Ok that makes sense. I can now see the metrics pulling through into functionbeat so I will go ahead and setup a dashboard for that data being pulled in. Thanks for your help there.

One more question, is there an advantage of doing it this way with registering metrics vs if I was to just add an info level log and create a dashboard based on filtering of that log?

Currently with apm.registerMetric() there probably wouldn't be much difference. The registerMetric() API does support adding a set of labels which could be used for segmentation (e.g. collecting latency for requests that are 500 errors vs. successful responses). However, you could manually accomplish the same with structured log records.
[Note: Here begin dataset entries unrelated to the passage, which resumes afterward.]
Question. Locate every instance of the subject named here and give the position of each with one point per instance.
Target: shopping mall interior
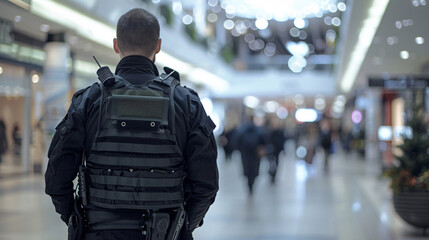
(338, 89)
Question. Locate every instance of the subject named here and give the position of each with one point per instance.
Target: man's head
(137, 33)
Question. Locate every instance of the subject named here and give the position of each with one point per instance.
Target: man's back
(193, 133)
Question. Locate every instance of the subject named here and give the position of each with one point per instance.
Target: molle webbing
(136, 182)
(134, 167)
(136, 161)
(134, 148)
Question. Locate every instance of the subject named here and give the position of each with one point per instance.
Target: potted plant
(410, 176)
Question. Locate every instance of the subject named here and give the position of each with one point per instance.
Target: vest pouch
(131, 111)
(148, 126)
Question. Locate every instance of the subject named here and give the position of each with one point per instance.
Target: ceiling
(269, 81)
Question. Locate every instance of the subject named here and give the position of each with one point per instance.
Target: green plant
(411, 173)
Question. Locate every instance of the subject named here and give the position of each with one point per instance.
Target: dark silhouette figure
(3, 140)
(16, 136)
(277, 139)
(325, 138)
(228, 142)
(251, 142)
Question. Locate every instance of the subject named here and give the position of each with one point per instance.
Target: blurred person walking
(276, 142)
(142, 147)
(251, 142)
(325, 139)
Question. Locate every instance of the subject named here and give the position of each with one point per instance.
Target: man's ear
(115, 45)
(158, 46)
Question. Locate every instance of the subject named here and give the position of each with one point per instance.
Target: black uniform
(76, 135)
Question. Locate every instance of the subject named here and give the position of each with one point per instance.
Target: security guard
(142, 145)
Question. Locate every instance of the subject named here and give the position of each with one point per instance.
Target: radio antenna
(96, 61)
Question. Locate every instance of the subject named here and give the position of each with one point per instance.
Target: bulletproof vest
(135, 161)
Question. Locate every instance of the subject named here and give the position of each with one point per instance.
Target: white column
(55, 85)
(372, 122)
(26, 127)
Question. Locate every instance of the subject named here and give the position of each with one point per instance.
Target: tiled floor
(349, 202)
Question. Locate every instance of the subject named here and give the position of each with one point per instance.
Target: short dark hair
(137, 31)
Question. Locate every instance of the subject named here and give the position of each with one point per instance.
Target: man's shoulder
(90, 93)
(185, 90)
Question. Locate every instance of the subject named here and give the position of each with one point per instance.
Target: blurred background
(325, 86)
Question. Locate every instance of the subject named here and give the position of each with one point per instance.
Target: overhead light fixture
(228, 24)
(261, 23)
(21, 3)
(420, 40)
(35, 78)
(45, 28)
(299, 23)
(366, 36)
(404, 54)
(187, 19)
(251, 101)
(306, 115)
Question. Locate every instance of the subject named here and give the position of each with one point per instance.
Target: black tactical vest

The APM agent's handling will ensure a regular interval of collection of the metrics, which can be important for sanely aggregating metrics over time periods in Elasticsearch later. Doing this manually with a setInterval is straightforward as well, though.

The APM system will setup the Elasticsearch index templates so that the types for your metric fields are appropriate. Doing this via logs might require manually setting up index templates appropriately.

The current apm.registerMetric() is limited to a simple Gauge metric type. We eventually will support counters and histograms -- likely based on the OpenTelemetry Metrics SDK. The latter (histograms) would be much more complex to manually handle with log records.

Ok thanks for the detailed response. That makes sense.

Seems like I've got things working with your help now so really appreciate that.

Sounds like registerMetric still has some more development to go so I look forward to seeing more features and functionality being built around it.